- Eagle Mountain Location within British Columbia
- Interactive map of Eagle Mountain

Highest point
- Elevation: 1,050 m (3,440 ft)
- Prominence: 60 m (200 ft)
- Coordinates: 49°20′52″N 122°49′48″W﻿ / ﻿49.34778°N 122.83000°W

Geography
- Location: Lower Mainland, British Columbia, Canada
- District: New Westminster Land District
- Parent range: Pacific Ranges
- Topo map: NTS 92G7 Port Coquitlam

= Eagle Mountain (British Columbia) =

Mountain in British Columbia, Canada

Eagle Mountain, also known as Eagle Ridge, is the mountainous ridge with many indistinct summits between Buntzen Lake and Coquitlam Lake near Coquitlam, British Columbia. Its proximity to Coquitlam, and the houses being built on its southern slopes (known as Westwood Plateau), make it a very popular weekend destination for hiking, mountain biking, horseback riding, and ATV riding. There is a network of logging roads leading up the south side of the summit to a plateau area with lakes, hiking trails and mountain biking trails.

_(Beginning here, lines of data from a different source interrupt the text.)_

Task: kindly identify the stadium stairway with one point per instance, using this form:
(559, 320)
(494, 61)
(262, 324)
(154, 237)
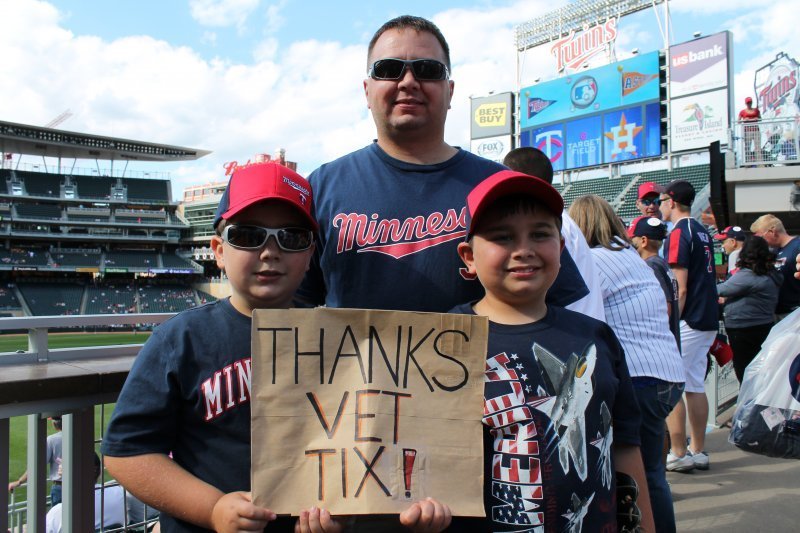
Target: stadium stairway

In 1903, the Vancouver Power Company (now BC Hydro) built a 3.6 km long, 1.2 km deep tunnel under Eagle Mountain from Coquitlam Lake to Buntzen Lake to supply water to Vancouver's first hydroelectric power plant on Indian Arm. This tunnel, and the power plants on Indian Arm are still operational.

Eagle Mountain is in Indian Arm Provincial Park.